A skilled and trained technician who is used to working with children and a comfortable and safe environment are important factors in achieving successful spirometry in children.[3] Children need adequate training and practise prior to being tested. Instructions need to be given in simple terms. The procedural steps for spirometry should be explained and demonstrated to the child. The use of child-friendly flow and volume incentive-based programmes may help achieve good results.[7,8,18]

Children need to wear comfortable fitting clothes that do not impede their ability to inhale or exhale maximally. They should be in a seated position, allowing for less movement and interference with the test. In addition, most reference data are collected in the sitting position. The standing position should be avoided as this may lead to larger FVC values, especially in obese patients.[19] A nose clip should be worn,[2,11,20] but is not necessary if it does not fit properly or if it causes discomfort or anxiety; however, use, or lack thereof, should also be documented. A finger pinch of the nose is acceptable as long as this forms an adequate seal to the nose. The patient's neck needs to be held in a neutral position with neither hyperextension nor flexion.[2,21] The patient's mouth must be closed tightly around the mouthpiece and there must be no air leak from this seal. This may be problematic in patients with severe neuromuscular disease. In these cases, manual assistance may be mandated to obtain a good seal.[11] There should be no chewing, vocalisation, swallowing, coughing or occlusion of the mouthpiece with the tongue, lips or teeth.[2]

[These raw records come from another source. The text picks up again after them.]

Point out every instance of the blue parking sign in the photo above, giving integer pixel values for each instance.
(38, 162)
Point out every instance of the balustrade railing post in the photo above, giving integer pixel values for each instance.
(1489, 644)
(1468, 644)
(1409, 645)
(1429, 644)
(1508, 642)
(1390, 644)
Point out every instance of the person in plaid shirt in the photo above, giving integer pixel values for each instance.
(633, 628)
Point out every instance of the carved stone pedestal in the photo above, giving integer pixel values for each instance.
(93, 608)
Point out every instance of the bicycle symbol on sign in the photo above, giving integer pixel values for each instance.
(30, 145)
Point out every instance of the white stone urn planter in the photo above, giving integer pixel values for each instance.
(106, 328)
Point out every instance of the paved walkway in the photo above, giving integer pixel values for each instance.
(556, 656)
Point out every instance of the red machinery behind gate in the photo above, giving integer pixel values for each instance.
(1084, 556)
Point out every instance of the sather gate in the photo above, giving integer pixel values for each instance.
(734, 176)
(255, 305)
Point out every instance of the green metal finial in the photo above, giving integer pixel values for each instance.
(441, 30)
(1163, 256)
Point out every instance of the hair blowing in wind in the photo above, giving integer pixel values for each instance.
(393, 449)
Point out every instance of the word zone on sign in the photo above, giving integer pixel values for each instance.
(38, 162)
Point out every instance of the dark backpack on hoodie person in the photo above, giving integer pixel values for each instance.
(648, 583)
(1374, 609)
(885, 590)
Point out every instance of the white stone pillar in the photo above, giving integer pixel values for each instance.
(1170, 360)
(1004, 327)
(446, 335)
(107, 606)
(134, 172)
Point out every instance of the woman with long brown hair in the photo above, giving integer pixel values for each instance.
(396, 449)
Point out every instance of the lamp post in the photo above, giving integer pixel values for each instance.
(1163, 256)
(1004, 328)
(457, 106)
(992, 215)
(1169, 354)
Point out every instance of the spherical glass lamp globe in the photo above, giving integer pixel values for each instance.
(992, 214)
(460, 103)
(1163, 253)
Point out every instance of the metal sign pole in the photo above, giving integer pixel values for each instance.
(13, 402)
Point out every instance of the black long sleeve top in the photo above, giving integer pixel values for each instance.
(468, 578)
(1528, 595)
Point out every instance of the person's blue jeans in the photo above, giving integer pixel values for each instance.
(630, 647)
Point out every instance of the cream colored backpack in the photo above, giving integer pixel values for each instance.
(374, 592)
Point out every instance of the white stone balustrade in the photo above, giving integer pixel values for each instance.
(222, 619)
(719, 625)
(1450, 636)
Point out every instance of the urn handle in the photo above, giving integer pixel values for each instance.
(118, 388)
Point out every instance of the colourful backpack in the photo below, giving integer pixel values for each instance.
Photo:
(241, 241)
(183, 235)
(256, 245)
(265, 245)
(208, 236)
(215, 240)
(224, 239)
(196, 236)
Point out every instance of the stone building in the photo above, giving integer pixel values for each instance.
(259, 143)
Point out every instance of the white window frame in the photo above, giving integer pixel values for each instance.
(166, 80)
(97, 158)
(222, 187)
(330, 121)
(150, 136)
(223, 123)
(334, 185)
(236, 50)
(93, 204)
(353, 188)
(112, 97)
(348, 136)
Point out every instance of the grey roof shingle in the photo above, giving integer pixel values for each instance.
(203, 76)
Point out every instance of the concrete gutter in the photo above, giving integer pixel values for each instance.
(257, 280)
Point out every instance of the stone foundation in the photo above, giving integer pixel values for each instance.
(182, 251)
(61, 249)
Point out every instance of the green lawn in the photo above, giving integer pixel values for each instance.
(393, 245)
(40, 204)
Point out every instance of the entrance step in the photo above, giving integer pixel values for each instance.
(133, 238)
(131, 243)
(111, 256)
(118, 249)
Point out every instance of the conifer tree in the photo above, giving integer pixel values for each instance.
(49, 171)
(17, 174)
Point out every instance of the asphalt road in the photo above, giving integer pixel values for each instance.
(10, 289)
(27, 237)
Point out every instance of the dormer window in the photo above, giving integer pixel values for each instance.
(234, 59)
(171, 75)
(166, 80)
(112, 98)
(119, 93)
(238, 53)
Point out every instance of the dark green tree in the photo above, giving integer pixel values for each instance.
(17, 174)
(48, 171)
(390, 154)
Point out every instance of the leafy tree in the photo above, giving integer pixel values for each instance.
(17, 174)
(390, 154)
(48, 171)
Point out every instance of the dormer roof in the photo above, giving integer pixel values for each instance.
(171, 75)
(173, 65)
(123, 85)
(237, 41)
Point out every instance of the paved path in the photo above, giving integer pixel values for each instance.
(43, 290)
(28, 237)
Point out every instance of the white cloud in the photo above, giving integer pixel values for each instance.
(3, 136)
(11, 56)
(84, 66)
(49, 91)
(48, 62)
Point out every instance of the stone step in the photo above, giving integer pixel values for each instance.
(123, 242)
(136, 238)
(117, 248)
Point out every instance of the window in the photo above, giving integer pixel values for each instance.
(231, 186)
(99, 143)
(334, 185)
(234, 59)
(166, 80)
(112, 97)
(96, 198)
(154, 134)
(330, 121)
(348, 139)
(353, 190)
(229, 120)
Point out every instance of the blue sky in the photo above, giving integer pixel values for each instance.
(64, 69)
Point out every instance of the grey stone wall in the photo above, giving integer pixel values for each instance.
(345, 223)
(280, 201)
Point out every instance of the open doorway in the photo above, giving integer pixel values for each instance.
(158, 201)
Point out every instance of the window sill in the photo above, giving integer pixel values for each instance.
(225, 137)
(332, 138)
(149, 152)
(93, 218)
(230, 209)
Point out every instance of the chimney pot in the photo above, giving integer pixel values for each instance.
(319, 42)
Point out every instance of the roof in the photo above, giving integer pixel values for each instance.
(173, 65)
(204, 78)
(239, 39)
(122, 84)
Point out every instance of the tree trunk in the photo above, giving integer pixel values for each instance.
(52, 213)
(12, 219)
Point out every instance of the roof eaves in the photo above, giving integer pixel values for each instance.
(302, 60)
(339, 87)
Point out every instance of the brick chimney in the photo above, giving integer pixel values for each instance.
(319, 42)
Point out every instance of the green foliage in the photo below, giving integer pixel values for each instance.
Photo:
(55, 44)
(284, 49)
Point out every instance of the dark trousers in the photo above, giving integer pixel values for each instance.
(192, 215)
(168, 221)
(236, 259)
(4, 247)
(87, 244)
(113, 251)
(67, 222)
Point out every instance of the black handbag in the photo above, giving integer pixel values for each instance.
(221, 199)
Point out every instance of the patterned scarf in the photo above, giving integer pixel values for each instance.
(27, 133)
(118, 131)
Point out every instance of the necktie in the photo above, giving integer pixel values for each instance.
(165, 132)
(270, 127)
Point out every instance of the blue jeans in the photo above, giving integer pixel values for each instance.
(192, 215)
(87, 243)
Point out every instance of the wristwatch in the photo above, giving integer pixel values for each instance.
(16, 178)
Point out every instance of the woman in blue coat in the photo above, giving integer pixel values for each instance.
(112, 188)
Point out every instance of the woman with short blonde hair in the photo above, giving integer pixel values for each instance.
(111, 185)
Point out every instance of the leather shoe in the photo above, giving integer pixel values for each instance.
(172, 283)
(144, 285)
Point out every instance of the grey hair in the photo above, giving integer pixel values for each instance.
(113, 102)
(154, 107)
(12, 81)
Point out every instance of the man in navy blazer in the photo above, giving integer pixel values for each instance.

Children should not engage in vigorous exercise prior to testing. Previous recommendations that a large meal prior to spirometry testing may affect results have been shown to be unjustified.[22] Discontinuation of inhaled medication may be left up to the discretion of the doctor requesting the test and the indication for the spirometry. It is important that details of the medication taken on the day of testing are recorded.[11,15]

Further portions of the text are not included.